Will Rogers once quipped that it's "what we know that ain't so" that gets us in trouble. This might well apply to global warming , where the "science is settled" side is rapidly pushing massive plans in Congress to reduce carbon dioxide.
But the science is not settled. If it were, we would have great confidence in all these statements: 1) the world is getting warmer, 2) that's more bad than good, 3) humans are causing the warming, and 4) we know how to fix the problem.
If either of the first two statements is wrong, then warming is not a crisis. If either of the last two is not correct, we can't fix it. What are the chances that all four are true ?
To find out, we must multiply the four individual probabilities by each other. For example, if each statement has a 70 percent chance of being correct, the overall probability is just 24 percent that all are true.
Let's now look at these four issues.
The world is getting warmer. Complex and controversial computer models are used to predict future temperatures. But all we really "know" is based on actual measurements. The U.N. Intergovernmental Panel on Climate Change says the world has warmed about 0.8 degrees centigrade since 1880.
Early in this period, ocean temperatures were measured by dropping a bucket overboard and sticking a thermometer in it. Techniques evolved over time, leading to the use of satellites over the past 30 years.
Scientists have spent years massaging these data, but it's hard to compare buckets and satellites, particularly with such small temperature changes. To further complicate things, over the last decade, global temperatures have cooled. Also, it now seems that the hottest years of the last century were in the 1930s, not the 1990s, as we had been told earlier.
So, how confident are we of even measured temperatures, not to mention ones predicted by computer simulations of the entire world's climate ?
Warming is more bad than good. Any temperature changes, up or down, will have both positive and negative impacts. Extreme cold conditions lead to more deaths than hot ones. Warming conditions cause ocean levels to rise, but also allow forests and crops to grow faster. Effects can also be regional; there is some ice melting in the Arctic, but ice is increasing in the larger Antarctic.
Are we really sure that the world is at just the right temperature, and any increases will be catastrophic ?

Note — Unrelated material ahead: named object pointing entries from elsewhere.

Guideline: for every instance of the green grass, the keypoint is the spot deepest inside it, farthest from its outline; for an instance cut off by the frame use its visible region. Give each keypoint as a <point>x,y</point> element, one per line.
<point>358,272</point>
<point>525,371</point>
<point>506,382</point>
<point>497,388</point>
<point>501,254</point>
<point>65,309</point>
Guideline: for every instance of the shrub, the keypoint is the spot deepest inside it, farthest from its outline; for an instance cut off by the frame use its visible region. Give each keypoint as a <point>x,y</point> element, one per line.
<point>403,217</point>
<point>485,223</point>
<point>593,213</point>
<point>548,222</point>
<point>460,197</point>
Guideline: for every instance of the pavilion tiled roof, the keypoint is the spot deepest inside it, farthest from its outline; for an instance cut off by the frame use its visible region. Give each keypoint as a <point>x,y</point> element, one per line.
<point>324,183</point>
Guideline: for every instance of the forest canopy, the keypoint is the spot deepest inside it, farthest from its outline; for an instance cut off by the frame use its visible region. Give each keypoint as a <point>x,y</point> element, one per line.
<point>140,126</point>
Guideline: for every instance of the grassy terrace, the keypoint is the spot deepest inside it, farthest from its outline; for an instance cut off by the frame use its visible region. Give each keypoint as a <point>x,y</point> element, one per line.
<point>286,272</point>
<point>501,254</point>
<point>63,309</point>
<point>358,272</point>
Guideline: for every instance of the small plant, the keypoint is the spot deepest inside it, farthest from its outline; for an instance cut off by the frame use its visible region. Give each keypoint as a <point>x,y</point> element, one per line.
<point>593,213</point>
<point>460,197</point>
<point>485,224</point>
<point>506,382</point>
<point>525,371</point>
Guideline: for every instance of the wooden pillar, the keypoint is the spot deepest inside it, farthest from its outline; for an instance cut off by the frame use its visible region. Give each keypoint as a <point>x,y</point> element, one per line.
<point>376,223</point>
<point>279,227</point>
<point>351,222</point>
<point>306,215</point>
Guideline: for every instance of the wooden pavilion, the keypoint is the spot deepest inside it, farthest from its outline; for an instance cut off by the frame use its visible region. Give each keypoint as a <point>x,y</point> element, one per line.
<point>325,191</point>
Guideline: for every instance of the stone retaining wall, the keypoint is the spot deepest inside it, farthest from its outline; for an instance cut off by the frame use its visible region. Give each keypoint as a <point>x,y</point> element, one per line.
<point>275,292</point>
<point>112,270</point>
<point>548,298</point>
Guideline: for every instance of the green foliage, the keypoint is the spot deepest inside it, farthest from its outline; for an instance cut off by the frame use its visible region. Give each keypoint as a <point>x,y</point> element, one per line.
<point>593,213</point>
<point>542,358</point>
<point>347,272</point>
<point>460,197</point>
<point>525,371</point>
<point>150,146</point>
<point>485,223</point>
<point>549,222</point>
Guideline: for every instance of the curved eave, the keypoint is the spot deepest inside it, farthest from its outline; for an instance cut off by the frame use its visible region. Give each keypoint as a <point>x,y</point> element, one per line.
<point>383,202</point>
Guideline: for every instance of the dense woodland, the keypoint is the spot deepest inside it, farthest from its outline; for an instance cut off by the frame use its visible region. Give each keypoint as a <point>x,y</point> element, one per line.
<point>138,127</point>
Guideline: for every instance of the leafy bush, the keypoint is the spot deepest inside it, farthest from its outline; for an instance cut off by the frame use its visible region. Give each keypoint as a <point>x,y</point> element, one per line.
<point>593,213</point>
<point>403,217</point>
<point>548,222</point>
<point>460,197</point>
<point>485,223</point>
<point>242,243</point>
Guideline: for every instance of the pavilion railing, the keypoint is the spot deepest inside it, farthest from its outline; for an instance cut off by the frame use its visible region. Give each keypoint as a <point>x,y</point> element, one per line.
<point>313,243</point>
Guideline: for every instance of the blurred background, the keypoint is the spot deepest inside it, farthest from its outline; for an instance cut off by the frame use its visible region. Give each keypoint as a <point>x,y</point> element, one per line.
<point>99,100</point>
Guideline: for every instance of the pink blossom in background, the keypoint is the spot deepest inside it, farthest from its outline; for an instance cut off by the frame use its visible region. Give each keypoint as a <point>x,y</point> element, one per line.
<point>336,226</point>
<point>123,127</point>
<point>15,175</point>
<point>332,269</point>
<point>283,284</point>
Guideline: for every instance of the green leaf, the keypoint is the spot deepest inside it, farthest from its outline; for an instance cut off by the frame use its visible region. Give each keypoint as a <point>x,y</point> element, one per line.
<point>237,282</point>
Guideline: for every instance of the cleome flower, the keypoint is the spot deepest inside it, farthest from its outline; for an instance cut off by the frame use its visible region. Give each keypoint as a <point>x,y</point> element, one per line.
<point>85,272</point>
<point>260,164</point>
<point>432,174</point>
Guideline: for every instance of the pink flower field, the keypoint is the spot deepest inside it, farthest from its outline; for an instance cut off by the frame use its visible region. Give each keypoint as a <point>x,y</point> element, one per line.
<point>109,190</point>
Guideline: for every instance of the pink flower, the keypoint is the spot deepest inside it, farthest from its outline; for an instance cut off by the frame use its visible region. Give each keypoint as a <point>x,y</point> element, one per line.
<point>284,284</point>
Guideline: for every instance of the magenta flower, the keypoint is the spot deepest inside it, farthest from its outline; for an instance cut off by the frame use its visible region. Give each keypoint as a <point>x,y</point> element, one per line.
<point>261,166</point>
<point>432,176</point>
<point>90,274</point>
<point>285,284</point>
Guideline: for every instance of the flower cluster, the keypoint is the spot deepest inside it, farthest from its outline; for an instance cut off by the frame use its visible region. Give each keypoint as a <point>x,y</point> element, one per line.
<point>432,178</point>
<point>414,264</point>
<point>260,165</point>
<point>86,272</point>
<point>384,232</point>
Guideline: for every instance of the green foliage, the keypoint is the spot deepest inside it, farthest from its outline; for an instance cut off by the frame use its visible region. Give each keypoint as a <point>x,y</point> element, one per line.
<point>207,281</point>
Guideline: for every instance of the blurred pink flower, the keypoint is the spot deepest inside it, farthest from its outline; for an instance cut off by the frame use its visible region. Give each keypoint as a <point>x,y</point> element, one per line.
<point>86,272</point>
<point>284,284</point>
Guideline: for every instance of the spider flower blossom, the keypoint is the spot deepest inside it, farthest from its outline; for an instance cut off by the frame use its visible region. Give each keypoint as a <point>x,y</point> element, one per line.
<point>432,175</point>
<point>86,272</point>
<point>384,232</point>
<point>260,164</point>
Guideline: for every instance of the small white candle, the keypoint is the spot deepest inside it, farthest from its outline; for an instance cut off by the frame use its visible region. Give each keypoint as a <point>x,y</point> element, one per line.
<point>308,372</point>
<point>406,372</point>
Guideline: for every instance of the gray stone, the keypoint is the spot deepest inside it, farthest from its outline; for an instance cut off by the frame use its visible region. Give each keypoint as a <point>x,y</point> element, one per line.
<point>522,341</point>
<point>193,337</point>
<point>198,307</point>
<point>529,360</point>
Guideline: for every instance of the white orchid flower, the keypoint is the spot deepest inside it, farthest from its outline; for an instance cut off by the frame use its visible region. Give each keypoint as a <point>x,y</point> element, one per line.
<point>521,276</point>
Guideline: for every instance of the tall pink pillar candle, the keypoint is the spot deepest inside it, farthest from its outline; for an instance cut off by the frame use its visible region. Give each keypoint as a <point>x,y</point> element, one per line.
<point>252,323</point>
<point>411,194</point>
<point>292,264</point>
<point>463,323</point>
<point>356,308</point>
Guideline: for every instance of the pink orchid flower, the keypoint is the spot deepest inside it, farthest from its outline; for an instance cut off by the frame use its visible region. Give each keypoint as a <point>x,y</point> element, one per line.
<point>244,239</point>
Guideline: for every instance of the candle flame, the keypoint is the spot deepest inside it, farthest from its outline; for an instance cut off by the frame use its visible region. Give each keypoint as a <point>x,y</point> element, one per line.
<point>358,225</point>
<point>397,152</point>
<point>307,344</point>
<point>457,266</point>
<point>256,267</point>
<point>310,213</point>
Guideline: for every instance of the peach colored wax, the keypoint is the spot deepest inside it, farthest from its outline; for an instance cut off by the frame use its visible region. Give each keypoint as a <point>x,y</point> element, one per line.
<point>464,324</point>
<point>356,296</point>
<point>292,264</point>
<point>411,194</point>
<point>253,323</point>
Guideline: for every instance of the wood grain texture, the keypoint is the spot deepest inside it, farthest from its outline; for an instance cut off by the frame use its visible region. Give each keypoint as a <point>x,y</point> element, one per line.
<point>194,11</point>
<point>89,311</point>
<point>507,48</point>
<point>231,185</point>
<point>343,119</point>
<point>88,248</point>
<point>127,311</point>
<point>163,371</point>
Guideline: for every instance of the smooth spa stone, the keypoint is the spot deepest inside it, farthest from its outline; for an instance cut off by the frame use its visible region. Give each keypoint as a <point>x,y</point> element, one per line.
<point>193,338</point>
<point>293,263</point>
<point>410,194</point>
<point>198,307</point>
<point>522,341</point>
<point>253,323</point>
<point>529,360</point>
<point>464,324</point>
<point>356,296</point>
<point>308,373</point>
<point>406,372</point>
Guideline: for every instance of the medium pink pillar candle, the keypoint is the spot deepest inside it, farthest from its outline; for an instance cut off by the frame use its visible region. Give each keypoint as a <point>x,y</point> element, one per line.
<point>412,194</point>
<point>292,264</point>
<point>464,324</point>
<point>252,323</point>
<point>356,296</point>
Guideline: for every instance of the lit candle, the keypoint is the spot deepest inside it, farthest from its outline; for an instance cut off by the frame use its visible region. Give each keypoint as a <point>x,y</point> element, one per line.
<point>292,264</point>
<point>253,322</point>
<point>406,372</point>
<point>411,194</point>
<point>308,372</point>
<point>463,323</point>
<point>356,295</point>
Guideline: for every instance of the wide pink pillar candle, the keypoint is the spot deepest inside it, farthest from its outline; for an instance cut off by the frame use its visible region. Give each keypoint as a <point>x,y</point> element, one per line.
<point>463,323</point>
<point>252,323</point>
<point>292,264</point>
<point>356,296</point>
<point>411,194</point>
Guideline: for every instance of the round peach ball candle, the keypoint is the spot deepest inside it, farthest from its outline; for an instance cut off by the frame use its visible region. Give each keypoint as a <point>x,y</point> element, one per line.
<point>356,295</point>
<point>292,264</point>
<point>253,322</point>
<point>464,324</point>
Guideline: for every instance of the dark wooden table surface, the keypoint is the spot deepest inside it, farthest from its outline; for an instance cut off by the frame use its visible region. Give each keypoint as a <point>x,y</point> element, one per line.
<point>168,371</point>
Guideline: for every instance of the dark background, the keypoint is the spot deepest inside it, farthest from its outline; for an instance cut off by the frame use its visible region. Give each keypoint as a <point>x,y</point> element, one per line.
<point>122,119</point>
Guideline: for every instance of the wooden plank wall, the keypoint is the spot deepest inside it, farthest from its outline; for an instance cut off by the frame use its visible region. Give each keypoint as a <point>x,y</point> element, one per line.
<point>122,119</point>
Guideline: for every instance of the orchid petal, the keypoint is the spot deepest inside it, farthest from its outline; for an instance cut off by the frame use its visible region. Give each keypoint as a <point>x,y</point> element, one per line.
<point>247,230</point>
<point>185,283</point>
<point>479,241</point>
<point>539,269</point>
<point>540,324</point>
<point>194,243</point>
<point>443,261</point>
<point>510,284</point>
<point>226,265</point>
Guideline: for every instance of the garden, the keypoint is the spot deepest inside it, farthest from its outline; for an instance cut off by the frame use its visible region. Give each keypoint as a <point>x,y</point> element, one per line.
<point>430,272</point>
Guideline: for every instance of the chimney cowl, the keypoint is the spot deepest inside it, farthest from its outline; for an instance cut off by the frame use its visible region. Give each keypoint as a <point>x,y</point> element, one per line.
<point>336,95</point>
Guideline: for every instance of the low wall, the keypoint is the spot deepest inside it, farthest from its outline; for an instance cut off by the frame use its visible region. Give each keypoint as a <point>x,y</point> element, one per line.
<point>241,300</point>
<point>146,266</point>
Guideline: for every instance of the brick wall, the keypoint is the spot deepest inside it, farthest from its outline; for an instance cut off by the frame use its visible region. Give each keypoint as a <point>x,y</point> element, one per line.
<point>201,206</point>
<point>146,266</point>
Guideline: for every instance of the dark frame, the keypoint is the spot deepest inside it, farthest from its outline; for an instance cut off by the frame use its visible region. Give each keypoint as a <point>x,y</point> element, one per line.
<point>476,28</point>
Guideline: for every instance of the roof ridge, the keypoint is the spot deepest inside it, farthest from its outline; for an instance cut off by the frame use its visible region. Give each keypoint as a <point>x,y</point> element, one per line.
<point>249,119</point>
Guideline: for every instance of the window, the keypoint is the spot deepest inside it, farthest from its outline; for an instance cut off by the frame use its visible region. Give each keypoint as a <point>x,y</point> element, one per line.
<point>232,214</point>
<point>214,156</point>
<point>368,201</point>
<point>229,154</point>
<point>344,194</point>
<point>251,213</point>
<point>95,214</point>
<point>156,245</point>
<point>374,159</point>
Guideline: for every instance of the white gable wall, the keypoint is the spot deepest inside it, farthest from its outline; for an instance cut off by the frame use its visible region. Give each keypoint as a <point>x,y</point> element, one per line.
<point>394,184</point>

Humans are causing the warming. Atmospheric carbon dioxide levels have increased over the last century or so. But water vapor still provides over 95 percent of greenhouse gas influences. So, how likely is it that the very small percent of carbon dioxide produced by humans is causing warming?
The IPCC's 2007 science report lists seven global warming indicators. For two of these indicators, it is said to be "likely" (at least 66 percent chance) that mankind is a contributor, and for the other five, human contributions are deemed "more likely than not" (at least 51 percent chance).
Hardly a ringing endorsement of human-caused global warming !
We know how to fix global warming. Congress and the administration think so, as they steam ahead with "cap and trade" or other costly schemes to control carbon dioxide.
Meanwhile, scientists are still studying fixes ranging from focusing more on other greenhouse gases to reducing deforestation to shooting particulates into the atmosphere to reflect sunlight. Others suggest that we simply adapt, if necessary, to possible warming impacts, such as slow increases in ocean water levels.
The bottom line: We don't know enough to spend megabucks on speculative solutions to what may be a nonproblem. Instead, let's move ahead on two common-sense fronts.
First, we should expand measures which make sense from several angles, including possible warming. Improved energy efficiencies, cleaner coal technologies and more nuclear power all make sense. Wind and solar can also play a role.
Second, we need serious scientific debate of the four issues I raised. But this time, let's listen carefully to both believers and skeptics. That's the way science is supposed to work.